On this I agree with Winston Churchill when he said in 1919 that “To use soldiers and sailors, kept up at the expense of the taxpayer, to take sides with the employer in an ordinary trade dispute…..would be a monstrous invasion of the liberty of the subject”.

“But” he added, “the case is different where vital services affecting the health, life or safety of large cities or great concentrations of people are concerned.”

It is this caveat, alongside the principles of capacity and capability, which underpins our modern approach to the use of the armed forces at times of industrial dispute.

Of course, most operations under military aid to the civil power contain a requirement for both capacity and capability.

Take the Olympics in 2012 for example.

This will be one of the largest international events to take place in this country for many years.

The security challenge is significant and competitors and spectators alike will want to be sure confident of their safety.

The world will be watching, our friends as well as our enemies.

The experience of other countries is that military assistance is required in a number of roles - including, but not restricted to, securing air space, maritime security, and contingency for rapid response.

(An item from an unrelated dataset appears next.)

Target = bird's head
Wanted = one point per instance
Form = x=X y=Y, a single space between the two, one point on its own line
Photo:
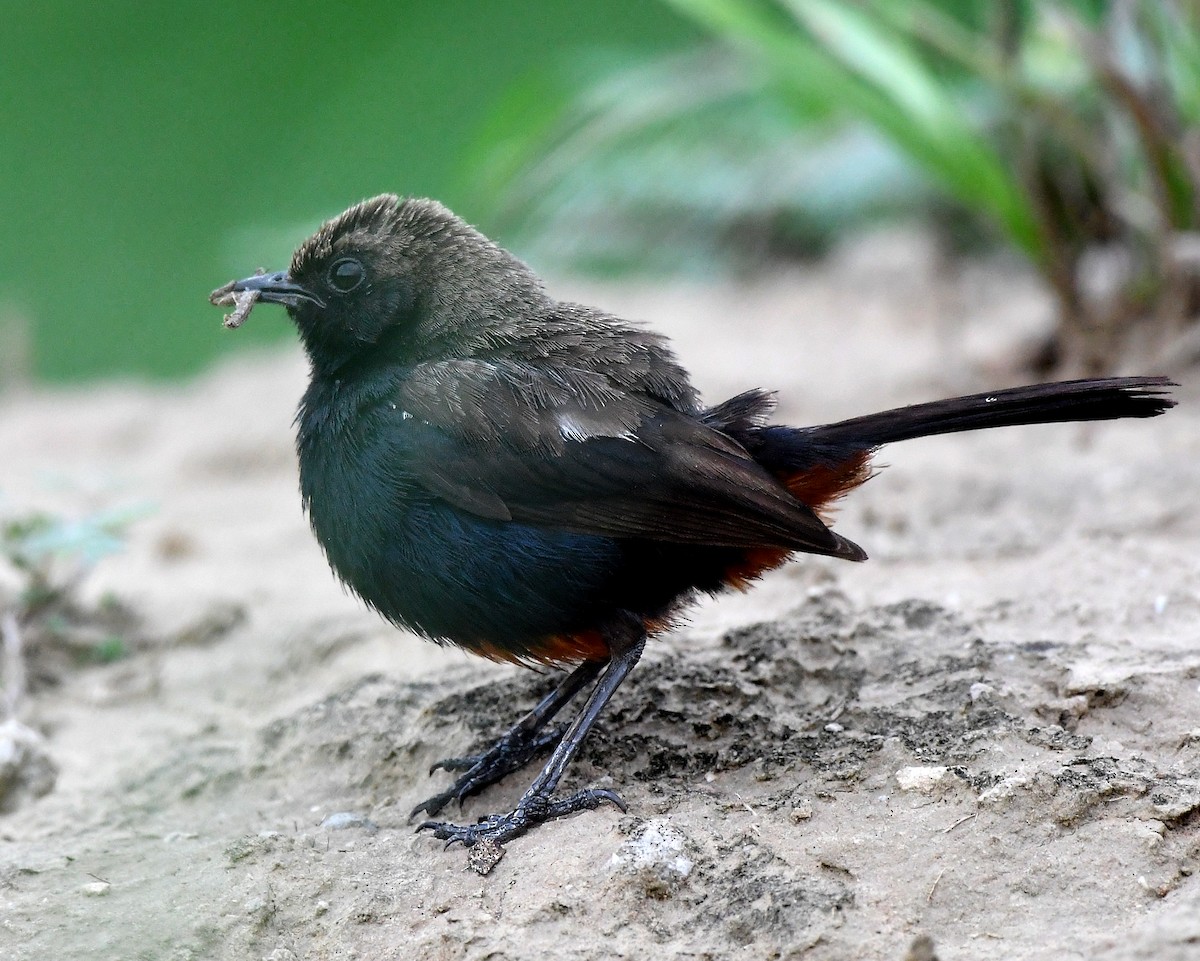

So it is no surprise that the Ministry of Defence is involved in the formation and execution of cross-government plans for the Olympics and that the armed forces will be playing their part.

We expect to be in a position to set out details shortly.

The future

Am I confident that, as a whole, we have the got the role of the armed forces in civil contingencies system right?

Should there be a more formalised role for the armed forces in UK resilience?

I am certainly confident in the capacity, professionalism and commitment of our armed forces to tackle any task thrown at them.

The statutory duties set out under the Civil Contingencies Act continue to provide a sound foundation, but to believe that a system is perfect and cannot be improved is simple complacency.

That is why the cross-government approach undertaken by the National Security Council is so important.

In particular, as recommended by the independent review of the UK Reserve Forces, we are looking at how a greater contribution to UK resilience can be achieved by our Reserve Forces.


Ladies and gentlemen, in this discussion we should not lose sight of the primary role of our armed forces, to maintain the capability to apply lethal force against those who would threaten the citizens of our nation and the interests of our country.

This primary role is correctly outward looking, just as that of the Home Office is inward looking.

In this inter-connected, inter-dependent world threats that originate in one part of the world can swiftly impact here at home.

The ability to project power and protect our interests, often at distance, must be the driver for defence capability.

Back in August, when the crisis on the streets of Britain was the focus of our media, it was the streets of Nad-e-Ali and the skies over Tripoli that were correctly the focus of our armed forces.

These brave men and women truly represent Britain at its best.